День первый

Анна–Мари уже легла спать, зарылась в теплую горку одеял, темные волосы перепутались, как болотная трава, и разметались по подушке, на губах - усталая улыбка. Только во сне мою жену отпускали боль и тошнота. Я бездарно слонялся по дому, брался то за одно, то за другое, но не было сил доделать что–то до конца. Выметал пыль из–под дивана, но плохая примета подметать по вечерам. Перекладывал в раковину грязную посуду со стола - напрасный труд, потому что надо ставить сразу в посудомоечную машину.
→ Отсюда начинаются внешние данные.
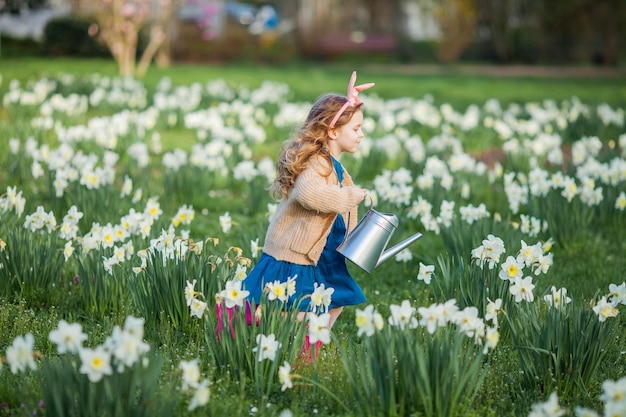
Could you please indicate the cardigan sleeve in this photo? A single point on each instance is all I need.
(315, 192)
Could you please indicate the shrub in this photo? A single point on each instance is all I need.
(69, 36)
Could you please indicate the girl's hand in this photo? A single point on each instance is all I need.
(363, 194)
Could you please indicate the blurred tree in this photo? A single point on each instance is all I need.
(584, 30)
(457, 22)
(118, 24)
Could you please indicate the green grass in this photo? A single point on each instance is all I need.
(585, 266)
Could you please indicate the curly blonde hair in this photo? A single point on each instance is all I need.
(311, 139)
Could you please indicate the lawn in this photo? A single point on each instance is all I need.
(128, 206)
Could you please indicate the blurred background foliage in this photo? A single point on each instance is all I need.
(579, 32)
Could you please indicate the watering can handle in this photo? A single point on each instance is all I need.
(348, 225)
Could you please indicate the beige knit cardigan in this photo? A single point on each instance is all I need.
(300, 227)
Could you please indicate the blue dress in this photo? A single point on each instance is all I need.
(331, 270)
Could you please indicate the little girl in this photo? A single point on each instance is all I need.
(318, 200)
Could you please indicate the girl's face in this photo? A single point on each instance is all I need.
(347, 137)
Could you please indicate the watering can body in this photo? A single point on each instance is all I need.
(365, 245)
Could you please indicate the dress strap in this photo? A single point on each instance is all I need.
(338, 169)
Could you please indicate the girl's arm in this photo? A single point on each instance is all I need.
(313, 192)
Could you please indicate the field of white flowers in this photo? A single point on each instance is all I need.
(130, 216)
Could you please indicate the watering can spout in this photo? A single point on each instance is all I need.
(389, 253)
(365, 245)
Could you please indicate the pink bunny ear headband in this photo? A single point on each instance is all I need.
(353, 97)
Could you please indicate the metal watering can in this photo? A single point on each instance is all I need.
(365, 246)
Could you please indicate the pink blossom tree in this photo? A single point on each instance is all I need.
(118, 23)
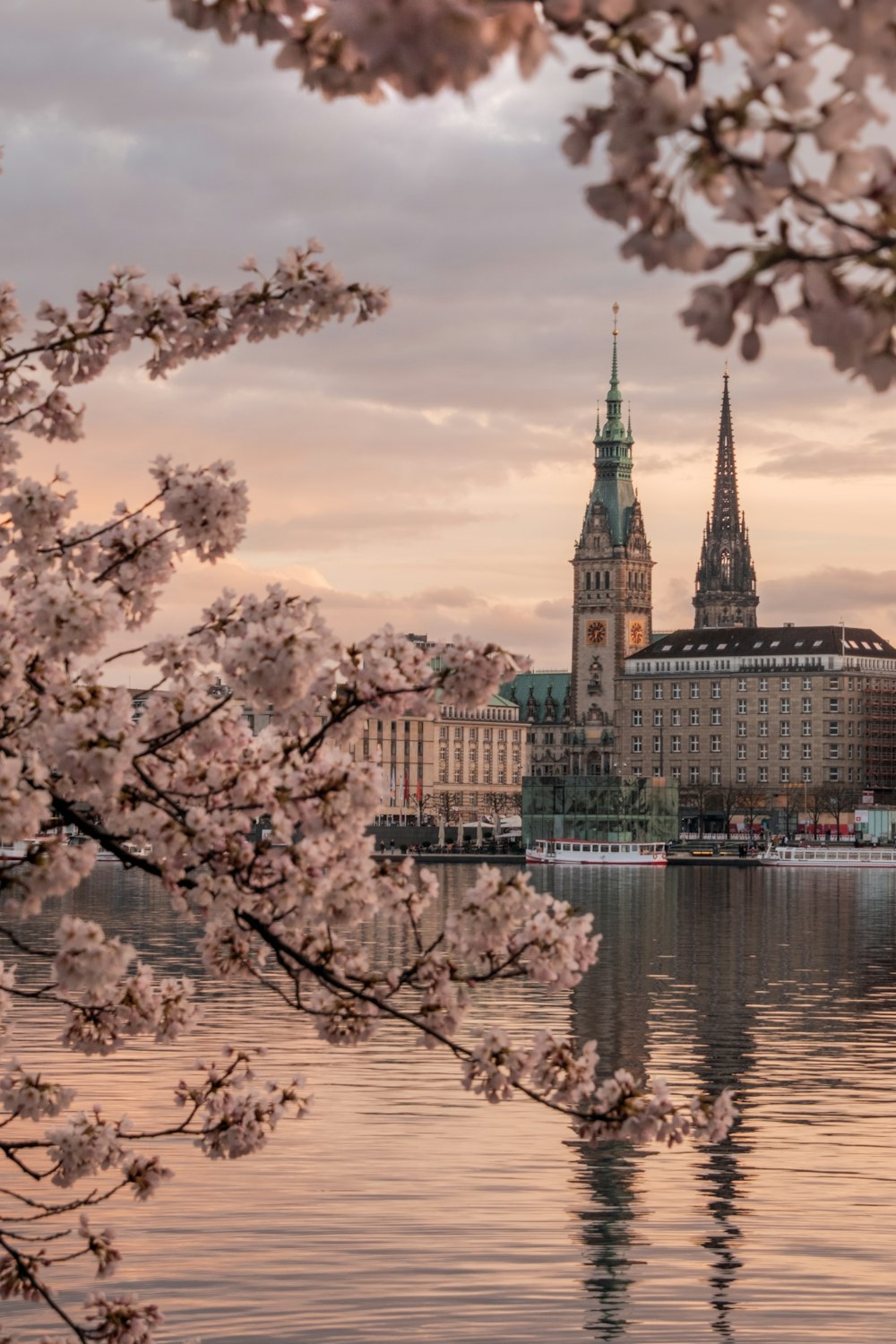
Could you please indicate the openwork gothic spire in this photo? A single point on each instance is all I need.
(726, 585)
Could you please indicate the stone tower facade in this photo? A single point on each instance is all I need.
(726, 585)
(611, 596)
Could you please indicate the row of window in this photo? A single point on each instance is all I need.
(833, 750)
(831, 728)
(473, 734)
(834, 774)
(715, 687)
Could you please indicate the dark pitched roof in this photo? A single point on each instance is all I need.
(769, 642)
(530, 690)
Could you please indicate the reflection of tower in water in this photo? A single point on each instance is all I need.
(642, 924)
(613, 1005)
(710, 913)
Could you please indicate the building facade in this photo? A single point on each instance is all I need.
(726, 583)
(770, 706)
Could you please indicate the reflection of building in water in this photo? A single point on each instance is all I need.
(712, 911)
(613, 1005)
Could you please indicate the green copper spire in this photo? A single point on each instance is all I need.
(614, 395)
(613, 489)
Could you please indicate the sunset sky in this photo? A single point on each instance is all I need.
(429, 470)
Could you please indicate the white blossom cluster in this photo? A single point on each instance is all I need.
(180, 789)
(737, 134)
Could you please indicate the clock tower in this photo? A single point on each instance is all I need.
(611, 596)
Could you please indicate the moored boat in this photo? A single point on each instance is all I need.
(605, 852)
(844, 857)
(15, 851)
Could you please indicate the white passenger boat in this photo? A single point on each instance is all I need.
(844, 857)
(606, 852)
(15, 851)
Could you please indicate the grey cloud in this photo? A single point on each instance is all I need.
(554, 609)
(831, 461)
(351, 527)
(828, 594)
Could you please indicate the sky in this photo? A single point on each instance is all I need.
(429, 470)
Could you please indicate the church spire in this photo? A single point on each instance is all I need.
(726, 585)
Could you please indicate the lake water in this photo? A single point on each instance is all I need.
(405, 1210)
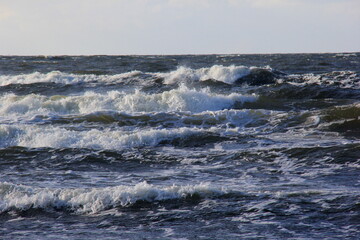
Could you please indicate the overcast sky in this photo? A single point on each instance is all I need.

Бродил по гостиной, скрипя плохо прибитыми половицами, подходил к окну и грустно вглядывался в заплаканную ночь.

Ветер мягко, но настойчиво стучал в оконное стекло, сплетал нечесанные пряди дождя в тугие косички, гнал по тротуару опавшую листву. Голубой фонарь у соседнего подъезда светил так ярко, что дождь казался звездопадом.
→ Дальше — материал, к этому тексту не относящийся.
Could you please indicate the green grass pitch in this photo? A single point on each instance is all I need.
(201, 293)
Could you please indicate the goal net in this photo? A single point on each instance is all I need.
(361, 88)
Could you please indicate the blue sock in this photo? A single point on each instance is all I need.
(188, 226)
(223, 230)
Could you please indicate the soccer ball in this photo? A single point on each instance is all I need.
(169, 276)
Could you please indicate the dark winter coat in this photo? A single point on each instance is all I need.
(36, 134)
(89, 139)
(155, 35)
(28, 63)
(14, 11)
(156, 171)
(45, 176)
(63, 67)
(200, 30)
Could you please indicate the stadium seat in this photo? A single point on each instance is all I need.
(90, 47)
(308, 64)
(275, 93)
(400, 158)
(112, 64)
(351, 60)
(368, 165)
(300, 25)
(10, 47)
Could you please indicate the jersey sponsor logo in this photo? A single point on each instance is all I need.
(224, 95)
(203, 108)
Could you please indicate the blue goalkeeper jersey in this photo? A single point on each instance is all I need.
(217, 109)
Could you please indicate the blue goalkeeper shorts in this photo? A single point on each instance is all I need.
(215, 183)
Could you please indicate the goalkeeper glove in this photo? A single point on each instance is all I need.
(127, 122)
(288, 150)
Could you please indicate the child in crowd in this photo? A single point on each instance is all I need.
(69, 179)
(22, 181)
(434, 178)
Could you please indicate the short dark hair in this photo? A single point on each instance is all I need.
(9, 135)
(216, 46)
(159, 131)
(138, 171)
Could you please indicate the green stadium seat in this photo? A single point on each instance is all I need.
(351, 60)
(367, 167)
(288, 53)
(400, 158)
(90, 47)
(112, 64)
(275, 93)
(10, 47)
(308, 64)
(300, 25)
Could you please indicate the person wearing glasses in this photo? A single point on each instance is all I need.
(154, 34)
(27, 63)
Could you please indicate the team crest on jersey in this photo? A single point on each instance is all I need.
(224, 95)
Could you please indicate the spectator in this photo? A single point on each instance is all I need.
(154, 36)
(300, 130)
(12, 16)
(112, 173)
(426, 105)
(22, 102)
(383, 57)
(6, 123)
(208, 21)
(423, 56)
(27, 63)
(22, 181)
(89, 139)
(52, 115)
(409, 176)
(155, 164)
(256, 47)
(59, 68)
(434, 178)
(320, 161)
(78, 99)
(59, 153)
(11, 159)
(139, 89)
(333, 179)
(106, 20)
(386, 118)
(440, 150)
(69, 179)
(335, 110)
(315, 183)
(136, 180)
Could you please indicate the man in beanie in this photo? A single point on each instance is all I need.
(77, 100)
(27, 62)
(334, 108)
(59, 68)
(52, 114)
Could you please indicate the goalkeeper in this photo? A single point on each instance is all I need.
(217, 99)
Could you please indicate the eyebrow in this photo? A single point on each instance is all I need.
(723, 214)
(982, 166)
Я смотрел в сырое октябрьское небо и сокрушался, что скоро наступят холода, а стены нашего дома тоньше папиросной бумаги. Мы так и не успели их утеплить. Прошлой зимой я жил здесь один и промерз до самого сердца. Сейчас со мной Анна–Мари, а значит, будет еще холоднее. Когда она входит в гостиную, даже камин перестает греть, а вместо этого начинает чадить едко–оранжевым дымом.

Мне вдруг послышалось, что кто–то скребется в дверь, робко и испуганно, точно бездомный котенок. Я даже сделал невольное движение в сторону холодильника - налить несчастному скитальцу блюдечко молока. У Анны–Мари аллергия на кошачью шерсть, но я мог бы покормить котенка в прихожей, а потом постелить ему коврик в погребе, у газовой печки. Там сухо и тепло, почему–то гораздо теплее, чем в верхних комнатах.

Я приоткрыл дверь, осторожно, чтобы не впустить в дом дождь и ветер. Но все равно в коридор замело несколько желтых листьев, мокрых и блестящих в резком электрическом свете. На пороге стояла маленькая сгорбленная бродяжка с бесформенным рюкзачком за плечами. Ее темно–коричневый платок сполз на глаза, с висящих черными сосульками волос мутно капало. Длинное мешковатое пальто сидело нескладно, а сама ночная гостья была такой чумазой, словно вылезла из помойного контейнера. Но, от нее не пахло. Вернее, пахло, но как–то невинно: дождем, разбухшим от осенних ливней газоном, прелой хвоей и сосновой стружкой. И еще чем–то горьким, как дым от костра.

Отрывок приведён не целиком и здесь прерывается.